AWS Certified Machine Learning Engineer – Associate (MLA-C01) — Question 55
An ML engineer receives datasets that contain missing values, duplicates, and extreme outliers. The ML engineer must consolidate these datasets into a single data frame and must prepare the data for ML.
Which solution will meet these requirements?
Answer options
- A. Use Amazon SageMaker Data Wrangler to import the datasets and to consolidate them into a single data frame. Use the cleansing and enrichment functionalities to prepare the data.
- B. Use Amazon SageMaker Ground Truth to import the datasets and to consolidate them into a single data frame. Use the human-in-the-loop capability to prepare the data.
- C. Manually import and merge the datasets. Consolidate the datasets into a single data frame. Use Amazon Q Developer to generate code snippets that will prepare the data.
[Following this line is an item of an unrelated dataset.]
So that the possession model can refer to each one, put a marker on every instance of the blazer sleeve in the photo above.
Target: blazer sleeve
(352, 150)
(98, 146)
- D. Manually import and merge the datasets. Consolidate the datasets into a single data frame. Use Amazon SageMaker data labeling to prepare the data.
Correct answer: A
Explanation
The correct answer is A because Amazon SageMaker Data Wrangler is specifically designed to handle data preparation tasks, including cleansing and enrichment, which is essential for addressing missing values, duplicates, and outliers. The other options do not provide the necessary functionalities for data cleansing and preparation, making them less suitable for the task at hand.